# Vanilla MultiHeadAttention

In [1]:
import math
from typing import Optional, Tuple

import numpy as np
import torch
import torch.nn as nn
from torch.nn import functional as F

In [2]:
n_head = 6
n_embed = 48
block_size = 8
batch_size = 4
bias = False
dropout = 0.2

x = torch.tensor(np.random.rand(batch_size, block_size, n_embed), dtype=torch.float32)

## Learn Level 3: No Flash Attention

In [12]:
class MultiHeadAttentionL3(nn.Module):
    def __init__(self, block_size, n_head, n_embed, bias, dropout):
        super().__init__()
        assert n_embed % n_head == 0

        self.block_size = block_size
        self.n_head = n_head
        self.n_embed = n_embed
        self.bias = bias
        self.dropout = dropout

        self.c_attn = nn.Linear(n_embed, 3 * n_embed, bias=bias)
        self.c_proj = nn.Linear(n_embed, n_embed, bias=bias)
        self.attn_dropout = nn.Dropout(dropout)
        self.residual_dropout = nn.Dropout(dropout)

        ltm = torch.tril(torch.ones(self.block_size, self.block_size)).view(
            1, 1, self.block_size, self.block_size
        )
        self.register_buffer("causal_mask", ltm)

    def forward(self, x):
        B, T, C = x.size()
        assert C == self.n_embed

        q, k, v = self.c_attn(x).split(
            self.n_embed, dim=2
        )  # B, T, C @ C, 3 x C ; O(BTC^2)
        q = q.view(B, T, self.n_head, C // self.n_head).transpose(1, 2)
        k = k.view(B, T, self.n_head, C // self.n_head).transpose(1, 2)
        v = v.view(B, T, self.n_head, C // self.n_head).transpose(1, 2)

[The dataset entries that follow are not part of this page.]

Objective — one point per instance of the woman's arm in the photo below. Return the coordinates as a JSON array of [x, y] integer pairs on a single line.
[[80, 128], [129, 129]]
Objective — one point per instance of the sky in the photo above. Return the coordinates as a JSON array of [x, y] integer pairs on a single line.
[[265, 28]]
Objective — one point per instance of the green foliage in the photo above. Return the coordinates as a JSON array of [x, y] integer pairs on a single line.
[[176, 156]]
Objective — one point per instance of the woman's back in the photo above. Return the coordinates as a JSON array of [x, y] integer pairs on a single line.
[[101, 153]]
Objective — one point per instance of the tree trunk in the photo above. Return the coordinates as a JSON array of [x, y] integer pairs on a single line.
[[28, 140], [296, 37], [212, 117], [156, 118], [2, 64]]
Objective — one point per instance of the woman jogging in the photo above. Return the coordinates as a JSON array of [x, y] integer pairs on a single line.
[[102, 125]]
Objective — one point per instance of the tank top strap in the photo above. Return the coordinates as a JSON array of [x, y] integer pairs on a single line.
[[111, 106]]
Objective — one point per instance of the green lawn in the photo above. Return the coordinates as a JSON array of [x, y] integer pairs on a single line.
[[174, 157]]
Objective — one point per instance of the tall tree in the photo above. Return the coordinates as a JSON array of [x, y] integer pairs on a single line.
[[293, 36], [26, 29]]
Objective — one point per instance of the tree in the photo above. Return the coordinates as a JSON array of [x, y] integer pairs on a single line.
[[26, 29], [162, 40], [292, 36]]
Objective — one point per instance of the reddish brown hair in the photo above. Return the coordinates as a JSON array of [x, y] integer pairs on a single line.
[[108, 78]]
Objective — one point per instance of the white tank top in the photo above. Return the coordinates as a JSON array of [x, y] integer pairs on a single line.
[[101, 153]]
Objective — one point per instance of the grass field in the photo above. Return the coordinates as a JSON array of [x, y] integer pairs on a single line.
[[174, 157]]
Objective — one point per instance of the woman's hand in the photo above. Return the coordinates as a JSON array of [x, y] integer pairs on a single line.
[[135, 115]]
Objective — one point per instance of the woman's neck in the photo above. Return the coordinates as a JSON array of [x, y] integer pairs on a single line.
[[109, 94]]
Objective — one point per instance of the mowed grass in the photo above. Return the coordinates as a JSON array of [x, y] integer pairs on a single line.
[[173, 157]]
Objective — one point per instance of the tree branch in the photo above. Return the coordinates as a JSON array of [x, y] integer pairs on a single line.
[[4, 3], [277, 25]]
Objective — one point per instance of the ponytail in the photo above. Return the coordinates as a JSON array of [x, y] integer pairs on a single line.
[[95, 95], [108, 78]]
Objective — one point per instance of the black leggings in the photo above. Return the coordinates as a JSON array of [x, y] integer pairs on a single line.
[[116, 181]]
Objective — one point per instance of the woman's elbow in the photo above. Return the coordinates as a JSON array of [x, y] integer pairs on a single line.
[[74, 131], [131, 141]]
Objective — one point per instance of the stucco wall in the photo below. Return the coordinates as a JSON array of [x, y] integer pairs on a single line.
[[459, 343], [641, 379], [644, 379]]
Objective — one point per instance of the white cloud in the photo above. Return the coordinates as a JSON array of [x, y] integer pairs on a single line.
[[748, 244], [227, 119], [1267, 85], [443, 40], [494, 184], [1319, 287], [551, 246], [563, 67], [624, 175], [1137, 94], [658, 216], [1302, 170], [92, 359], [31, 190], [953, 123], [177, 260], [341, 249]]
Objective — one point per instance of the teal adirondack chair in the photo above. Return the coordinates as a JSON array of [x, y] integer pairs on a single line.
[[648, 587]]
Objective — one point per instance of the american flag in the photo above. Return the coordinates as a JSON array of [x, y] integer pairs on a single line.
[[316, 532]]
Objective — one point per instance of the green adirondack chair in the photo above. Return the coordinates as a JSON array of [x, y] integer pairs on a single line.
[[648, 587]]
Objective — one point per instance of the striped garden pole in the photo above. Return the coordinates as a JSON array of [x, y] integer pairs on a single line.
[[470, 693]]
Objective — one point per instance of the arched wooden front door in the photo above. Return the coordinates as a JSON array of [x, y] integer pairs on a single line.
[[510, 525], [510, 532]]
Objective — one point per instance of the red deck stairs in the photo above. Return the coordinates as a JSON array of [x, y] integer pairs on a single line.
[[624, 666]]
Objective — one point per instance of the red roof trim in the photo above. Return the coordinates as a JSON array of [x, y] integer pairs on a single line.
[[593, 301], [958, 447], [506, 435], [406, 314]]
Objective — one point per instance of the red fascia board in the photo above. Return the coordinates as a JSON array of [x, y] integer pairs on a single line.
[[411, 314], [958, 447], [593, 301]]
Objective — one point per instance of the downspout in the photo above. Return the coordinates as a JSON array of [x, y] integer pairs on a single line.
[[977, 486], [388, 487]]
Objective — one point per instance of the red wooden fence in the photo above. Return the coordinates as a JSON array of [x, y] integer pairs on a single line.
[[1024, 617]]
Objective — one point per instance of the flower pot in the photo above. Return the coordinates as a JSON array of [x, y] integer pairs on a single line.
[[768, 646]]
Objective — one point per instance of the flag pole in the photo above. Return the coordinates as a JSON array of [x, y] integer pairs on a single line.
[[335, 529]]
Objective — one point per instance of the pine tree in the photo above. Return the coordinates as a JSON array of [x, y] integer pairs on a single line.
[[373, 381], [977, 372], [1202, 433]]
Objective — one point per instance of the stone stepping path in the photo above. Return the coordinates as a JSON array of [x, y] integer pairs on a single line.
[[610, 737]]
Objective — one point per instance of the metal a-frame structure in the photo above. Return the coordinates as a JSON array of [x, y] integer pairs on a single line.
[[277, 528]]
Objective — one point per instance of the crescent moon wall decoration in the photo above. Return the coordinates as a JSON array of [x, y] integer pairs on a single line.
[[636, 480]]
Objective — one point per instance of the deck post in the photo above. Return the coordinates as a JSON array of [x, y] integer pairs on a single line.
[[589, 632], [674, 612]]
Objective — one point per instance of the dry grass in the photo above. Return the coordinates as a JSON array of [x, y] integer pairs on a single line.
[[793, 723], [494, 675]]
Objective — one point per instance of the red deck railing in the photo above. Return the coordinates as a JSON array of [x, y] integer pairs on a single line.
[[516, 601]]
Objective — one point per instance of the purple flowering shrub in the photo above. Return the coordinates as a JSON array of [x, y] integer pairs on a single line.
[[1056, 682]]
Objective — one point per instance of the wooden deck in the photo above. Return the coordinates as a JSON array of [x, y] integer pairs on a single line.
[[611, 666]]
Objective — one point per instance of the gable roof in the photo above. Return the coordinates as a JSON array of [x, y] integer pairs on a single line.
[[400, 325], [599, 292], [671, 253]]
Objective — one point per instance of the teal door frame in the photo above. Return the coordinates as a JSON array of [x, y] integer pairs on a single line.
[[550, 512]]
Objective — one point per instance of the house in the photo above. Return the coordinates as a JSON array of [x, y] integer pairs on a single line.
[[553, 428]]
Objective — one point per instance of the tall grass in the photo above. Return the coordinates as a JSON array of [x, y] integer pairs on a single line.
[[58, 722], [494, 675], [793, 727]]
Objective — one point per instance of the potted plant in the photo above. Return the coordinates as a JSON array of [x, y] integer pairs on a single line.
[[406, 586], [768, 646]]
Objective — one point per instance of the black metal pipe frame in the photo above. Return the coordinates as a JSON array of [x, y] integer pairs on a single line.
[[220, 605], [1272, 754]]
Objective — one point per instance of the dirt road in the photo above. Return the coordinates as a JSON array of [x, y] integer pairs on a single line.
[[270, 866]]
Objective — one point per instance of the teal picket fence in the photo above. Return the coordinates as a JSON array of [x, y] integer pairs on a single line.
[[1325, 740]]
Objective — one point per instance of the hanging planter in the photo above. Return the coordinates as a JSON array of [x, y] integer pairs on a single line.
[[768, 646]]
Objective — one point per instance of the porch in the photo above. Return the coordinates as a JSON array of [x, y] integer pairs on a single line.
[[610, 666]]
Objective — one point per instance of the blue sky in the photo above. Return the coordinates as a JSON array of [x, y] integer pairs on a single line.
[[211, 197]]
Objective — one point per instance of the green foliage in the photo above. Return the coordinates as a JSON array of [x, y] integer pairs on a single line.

        attn = (q @ k.transpose(-2, -1)) * (
            1 / math.sqrt(k.size(-1))
        )  # B, nh, T, hs @ B, nh, hs, T; O(BnhhsT^2)
        attn = attn.masked_fill(self.causal_mask == 0, float("-inf"))
        attn = F.softmax(attn, dim=-1)
        attn = self.attn_dropout(attn)

        y = attn @ v
        y = y.transpose(1, 2).contiguous().view(B, T, C)
        y = self.residual_dropout(self.c_proj(y))

        return y

In [15]:
yl3 = MultiHeadAttentionL3(
    block_size=block_size, n_embed=n_embed, n_head=n_head, bias=bias, dropout=dropout
)(x)
yl3.shape

torch.Size([4, 8, 48])

## Learn Level 3: Flash Attention

In [48]:
class MultiHeadAttentionL3Flash(nn.Module):
    def __init__(self, block_size, n_head, n_embed, dropout, bias):
        super().__init__()
        assert n_embed % n_head == 0

        self.block_size = block_size
        self.n_head = n_head
        self.n_embed = n_embed
        self.dropout = dropout
        self.bias = bias

        self.c_attn = nn.Linear(n_embed, 3 * n_embed, bias=bias)
        self.c_proj = nn.Linear(n_embed, n_embed, bias=bias)
        self.residual_dropout = nn.Dropout(dropout)

    def forward(self, x):
        B, T, C = x.size()
        assert C == self.n_embed

        q, k, v = self.c_attn(x).split(self.n_embed, dim=2)
        q = q.view(B, T, self.n_head, C // self.n_head).transpose(1, 2)
        k = k.view(B, T, self.n_head, C // self.n_head).transpose(1, 2)
        v = v.view(B, T, self.n_head, C // self.n_head).transpose(1, 2)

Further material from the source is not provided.